I guess Carrie, Katey and I were more tired than we thought, because my watch alarm did not wake us up, and it was not until 10 after 4 that Eleanor called and said, “Um, I’m getting on the bus. Where are you?” that we BOLTED out of bed, hurriedly shoved everything into our suitcases (except for my bag lock, that’s a souvenir from me to India), and ran down the stairs and onto the bus. There were people still drunk from the night (well, few hours) before, so our sober if not chipper selves were far from the last people on the bus. Everyone made it on the bus and the plane, and we flew back to Chennai while watching What Happens in Vegas, which was less crappy than I thought it would be, but probably only because I haven’t seen an actual movie in two months.
Back at the airport, we were left to our own devices to transport ourselves back to the ship. We hired two cabs, but mistakenly gave them the Port Agent address instead of the ship’s Madras Harbor, Gate 7 address.
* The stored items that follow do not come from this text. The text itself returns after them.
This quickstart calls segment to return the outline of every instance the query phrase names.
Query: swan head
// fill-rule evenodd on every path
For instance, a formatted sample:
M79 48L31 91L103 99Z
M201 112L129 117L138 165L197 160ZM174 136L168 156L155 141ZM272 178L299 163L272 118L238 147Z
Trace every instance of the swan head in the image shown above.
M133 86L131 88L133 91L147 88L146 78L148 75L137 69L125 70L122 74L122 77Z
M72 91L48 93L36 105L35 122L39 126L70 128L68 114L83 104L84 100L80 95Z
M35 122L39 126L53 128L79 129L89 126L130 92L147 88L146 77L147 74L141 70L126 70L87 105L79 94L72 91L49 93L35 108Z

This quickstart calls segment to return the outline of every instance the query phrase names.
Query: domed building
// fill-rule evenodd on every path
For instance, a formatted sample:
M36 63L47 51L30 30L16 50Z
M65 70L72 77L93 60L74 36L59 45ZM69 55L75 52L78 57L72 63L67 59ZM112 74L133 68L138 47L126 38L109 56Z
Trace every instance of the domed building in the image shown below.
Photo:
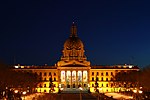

We confusedly arrived at the Port Agent, solved the mystery of why we were not at the ship, and pointed out the real destination, Madras Harbor. This apparently is not a thing, as the cab dude had no clue where it was. We got out and started walking, thinking it was fairly close as we saw Gate 5 right next to the Port Agent. We figured out that it was apparently not nearby, and got into auto rickshaws to suck it up and have them drive us there. They did not know what we were talking about. A little panicked, very tired, and laden with baggage, we tried not to hyperventilate through several wrong turns and a direction-asking, and eventually arrived safely at Gate 7 and boarded the ship.
WHOO! How is that for a comprehensive explanation of five days of my life? I don’t think that was even comprehensive. I could’ve written more, but I’m sure you’ve banged your head against your keyboard after the last three ports, asking “Why? Why are her posts so long? Why do I feel like taking a nap after reading this?” so I will spare you any more. You can look forward to a post on the joys of Penang and Kuala Lumpur, Malaysia in about a week. Maybe by that time you’ll be done reading this one.